Financial

DanaBot banking trojan hits Germany again, with new targets

DanaBot is being used to hit German retail websites, including H&M, according to new research from Webroot.

August 14, 2019

A H&M storefront in Germany. (Getty Images)

DanaBot, a banking trojan that has targeted organizations in Australia, Europe, and North America, has expanded its targets in Germany as of this June in a new campaign, according to new research from Webroot.

While the trojan — which steals users’ banking credentials via malicious JavaScript injects — initially began targeting Australian banks in 2018, the targets identified in this new campaign are outside of the financial sector. Webroot Advanced Threat Research Analyst Jason Davison tells CyberScoop that the targets are a range of victims in retail, including the German websites for fashion brands H&M and Esprit, along with lodging rental platform Airbnb.

The campaign is primarily unleashed via spear phishing emails containing malicious links or files to download, Davison says.

“Once the loader module gets downloaded and is run, it sets up persistence (the ability to stay on a device through a reboot) on the victim’s machine and then will reach out to the command and control and then … complete the infection,” he said.

Although the infection vector is consistent with past DanaBot research, this German campaign’s targets are a marked departure from DanaBot’s typical usage. The motive remains unclear at this time.

It is unclear what group may be behind the latest attack — Proofpoint has previously assessed that DanaBot is likely sold as “malware as a service,” where one actor controls a command and control server and sells access to others. It is possible a new group has latched onto the trojan for new uses, Davison says.

Davison, too, has assessed that DanaBot operates as a “malware-as-a-service.”

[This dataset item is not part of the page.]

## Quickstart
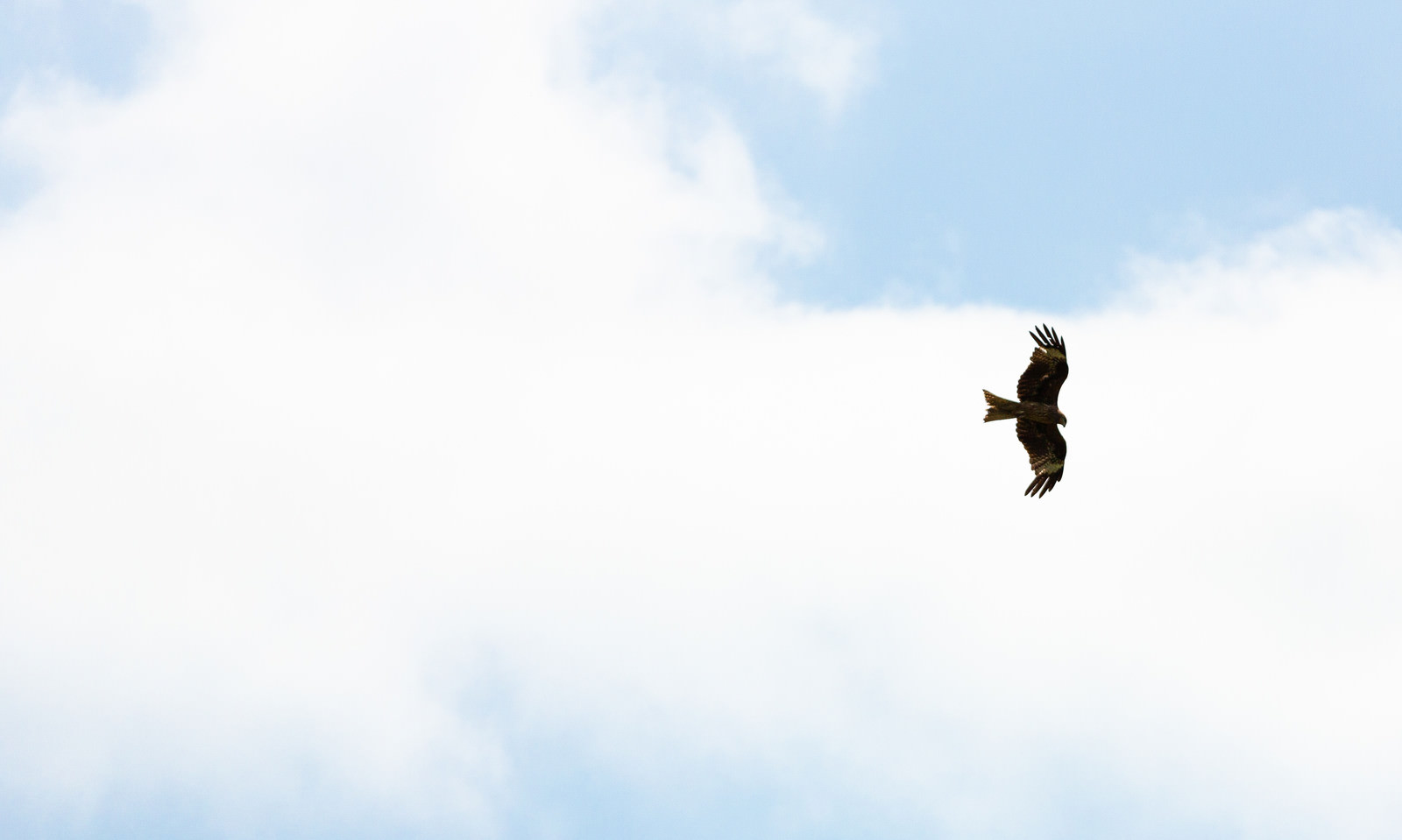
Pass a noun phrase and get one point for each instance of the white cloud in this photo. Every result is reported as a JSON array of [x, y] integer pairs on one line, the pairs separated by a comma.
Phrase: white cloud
[[340, 382], [831, 60]]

The Webroot research finds that four command and control servers — in Australia, Germany, Switzerland, and The Netherlands — are constants across the DanaBot campaigns. The location of the servers, however, is likely not indicative of who the attackers are, Davison says.

There are “some kind of more persistent or mainstay command and control servers, ones that we see often in a lot of DanaBot configurations,” Davison said. “Reaching out to get these taken down is not very fruitful.”

Although this is the first time Webroot has identified a campaign using DanaBot in Germany, previous research from Proofpoint and ESET has identified similar campaigns in Germany. However, all of those victims were banking entities.

The research comes as banking trojans are becoming less common, according to Proofpoint. The company found that the majority of email-borne malware in the fourth quarter of last year was banking trojans, but they only made up 21% of payloads in the first quarter of this year.